第19話 ヨウ素
「おい、朝だぞ」
じいちゃんの低い声に、僕は布団の中でうめきながら目を覚ました。
まぶたが重い。昨日の夜更かしのせいだ。
「早くしないと味噌汁冷めるぞ」
じいちゃんの声に押されて、ようやくリビングに足を運ぶ。
テーブルには、いつもの朝食が並んでいた。
味噌汁、焼き鮭、納豆、海苔、漬物、卵焼き。
湯気の立つ味噌汁から、昆布と鰹節の香りが立ちのぼる。
「いただきます」と言いながら箸を取った瞬間、
ふと昨日の病院の食堂で聞いた言葉が頭をよぎる。
――バセドウ病だと、ヨウ素の制限があるから。
美紗ちゃん味噌汁も飲めない。昆布もダメ。
焼き鮭だって、海の魚だからヨウ素が多い?
納豆は大丈夫かな? でも、海苔は当然アウトだ。
漬物の中にも昆布が入っているかもしれない。
気になって、スマホで「バセドウ病 食事」と調べてみた。
画面には、海藻類はもちろん、昆布だしや和風だし、魚介類、練り物、かまぼこ、ちくわ、貝類、さらには市販の惣菜や加工食品にもヨウ素が多く含まれていると書かれている。

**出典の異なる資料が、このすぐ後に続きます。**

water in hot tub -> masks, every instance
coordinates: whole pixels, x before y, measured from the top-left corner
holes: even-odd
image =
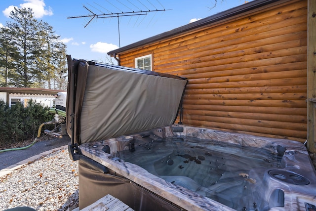
[[[134,141],[119,153],[124,162],[237,210],[269,209],[263,175],[281,168],[281,157],[269,148],[187,136]]]

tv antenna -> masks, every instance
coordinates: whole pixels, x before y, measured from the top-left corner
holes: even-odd
[[[139,0],[138,0],[138,1],[139,1]],[[108,2],[109,2],[109,1],[108,1]],[[142,3],[141,3],[141,2],[140,2],[140,1],[139,1],[139,2],[143,6],[145,6],[145,5],[144,5]],[[158,2],[159,2],[159,1],[158,1]],[[109,2],[109,3],[110,3],[110,2]],[[160,2],[159,2],[159,3],[160,3]],[[152,4],[151,3],[151,4],[153,5],[153,4]],[[133,4],[133,5],[135,6]],[[160,4],[160,5],[161,5],[161,4]],[[112,5],[115,6],[117,9],[118,9],[118,7],[117,7],[115,6],[114,6],[113,4],[112,4]],[[99,5],[99,6],[100,6],[100,5]],[[124,5],[124,6],[126,6],[125,5]],[[139,9],[138,11],[134,11],[134,10],[131,9],[132,10],[132,11],[129,11],[129,12],[121,11],[121,12],[111,12],[109,11],[109,10],[108,10],[107,9],[106,9],[107,10],[108,10],[110,12],[109,12],[108,13],[103,13],[102,14],[96,14],[95,13],[93,12],[91,10],[90,10],[89,8],[88,8],[86,6],[85,6],[84,5],[83,5],[83,6],[85,9],[86,9],[89,12],[90,12],[91,14],[86,15],[79,15],[79,16],[77,16],[67,17],[67,18],[68,19],[70,19],[70,18],[86,18],[86,17],[91,18],[90,20],[89,21],[88,21],[88,23],[87,23],[87,24],[85,24],[85,25],[84,26],[84,28],[85,28],[90,23],[91,23],[91,22],[92,21],[92,20],[93,20],[94,18],[97,18],[97,18],[111,18],[117,17],[118,18],[118,45],[119,45],[119,47],[120,47],[120,33],[119,33],[119,17],[123,17],[123,16],[137,16],[137,15],[147,15],[149,12],[165,11],[167,11],[167,10],[171,10],[171,9],[165,9],[164,8],[163,8],[163,9],[158,9],[157,8],[156,8],[156,9],[150,10],[147,7],[145,6],[146,7],[146,9],[147,9],[147,10],[142,10],[140,9],[137,7],[137,8]],[[129,8],[129,7],[127,7],[127,8]],[[102,12],[102,11],[101,11],[101,12]]]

「和食だけじゃない、パンやサンドイッチ、洋食のソースやスープにも、意外とヨウ素が使われてることがあるのか……」
「納豆は大丈夫っぽいな。……いや、タレがだめなんだ?!」
さまざまなサイトを見ていると、納豆のタレにはヨウ素が多く入っているので要注意という文句が書いてあった。
さらに、大豆製品も摂りすぎには注意が必要とある。
外食やコンビニの弁当も、原材料に何が入っているかわからないから避けた方がいい、とも。

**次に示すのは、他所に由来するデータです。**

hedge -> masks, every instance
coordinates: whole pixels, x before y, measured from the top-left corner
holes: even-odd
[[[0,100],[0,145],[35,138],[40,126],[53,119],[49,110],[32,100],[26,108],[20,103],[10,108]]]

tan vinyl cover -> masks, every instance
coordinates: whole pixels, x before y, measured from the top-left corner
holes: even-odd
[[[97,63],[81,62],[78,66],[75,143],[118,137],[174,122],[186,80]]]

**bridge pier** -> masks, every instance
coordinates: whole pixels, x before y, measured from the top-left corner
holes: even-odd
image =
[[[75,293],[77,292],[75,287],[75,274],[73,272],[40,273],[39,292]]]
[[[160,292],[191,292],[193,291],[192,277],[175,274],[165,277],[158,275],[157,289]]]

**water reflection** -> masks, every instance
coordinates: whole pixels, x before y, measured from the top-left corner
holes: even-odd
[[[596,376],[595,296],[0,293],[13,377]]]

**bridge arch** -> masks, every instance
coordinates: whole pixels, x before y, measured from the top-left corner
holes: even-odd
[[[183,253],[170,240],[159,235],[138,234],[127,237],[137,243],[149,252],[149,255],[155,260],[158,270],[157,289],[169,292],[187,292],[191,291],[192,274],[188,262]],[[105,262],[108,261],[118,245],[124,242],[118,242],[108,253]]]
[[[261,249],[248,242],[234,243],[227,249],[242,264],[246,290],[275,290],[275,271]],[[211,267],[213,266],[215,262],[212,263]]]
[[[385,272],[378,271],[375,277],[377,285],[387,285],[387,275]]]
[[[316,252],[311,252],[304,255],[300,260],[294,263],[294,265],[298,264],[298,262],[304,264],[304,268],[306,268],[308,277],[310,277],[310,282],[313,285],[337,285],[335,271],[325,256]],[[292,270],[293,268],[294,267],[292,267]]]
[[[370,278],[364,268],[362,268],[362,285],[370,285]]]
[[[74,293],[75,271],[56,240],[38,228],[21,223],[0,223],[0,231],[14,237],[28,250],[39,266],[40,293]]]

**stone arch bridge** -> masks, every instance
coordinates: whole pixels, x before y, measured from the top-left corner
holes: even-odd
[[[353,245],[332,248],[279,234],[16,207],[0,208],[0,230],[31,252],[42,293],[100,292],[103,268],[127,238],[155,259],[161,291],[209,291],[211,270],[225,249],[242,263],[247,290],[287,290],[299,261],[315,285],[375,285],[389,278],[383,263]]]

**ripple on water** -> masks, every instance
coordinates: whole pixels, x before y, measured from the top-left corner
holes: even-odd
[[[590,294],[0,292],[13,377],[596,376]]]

「なんだよこれ……本当に食べられるもの、ほとんどないじゃないか」
愕然とした。
ご飯やパン、肉や野菜、卵は大丈夫と書いてあるけど、
味噌汁もダメ、海苔もダメ、魚も種類によってはダメ、
外食もほとんどNG、コンビニも危ない。
「友達と食事に行くって言っても、選べるものなんて……」
美紗ちゃん普段どれだけ気を遣っているのか、今になってようやく実感した。
「これもヨウ素、あれもヨウ素……」
思わずつぶやくと、じいちゃんが不思議そうに顔を上げる。
「なんだ、寝ぼけてるのか?」
「いや、ちょっと……」
とりあえず、納豆にしょうゆをひと回ししながら、テーブルの上を見つめた。
もし美紗ちゃんがこの食卓に座ったら、
いったい何が食べられるんだろう。
友達と食事に行くって言っても、
和食はほとんどダメじゃないか。
“普通の食事“なのに。
普通にみんなと同じものを食べること。
彼女にはどれだけ遠いんだろう。
胸の奥が、じくりと痛くなった。
美紗には、すごく難しいことなんだな……。
「タレ使わないのか?」
僕は頷いた。
「もらうぞ。俺この味好きなんだ。甘くて」
それは味が濃くなるんじゃない? と思って見ると、じいちゃんは苦い顔をして「1個でいいな」と言っていた。
「どうした。食わないのか?」
じいちゃんが焼き鮭を箸で割りながら訊ねる。
「ううん、食べるよ」
僕は無理やり笑って、味噌汁をひと口すする。
「美味しい」
昆布の出汁の旨み。
いつもより少しだけ、舌に残ったように感じた。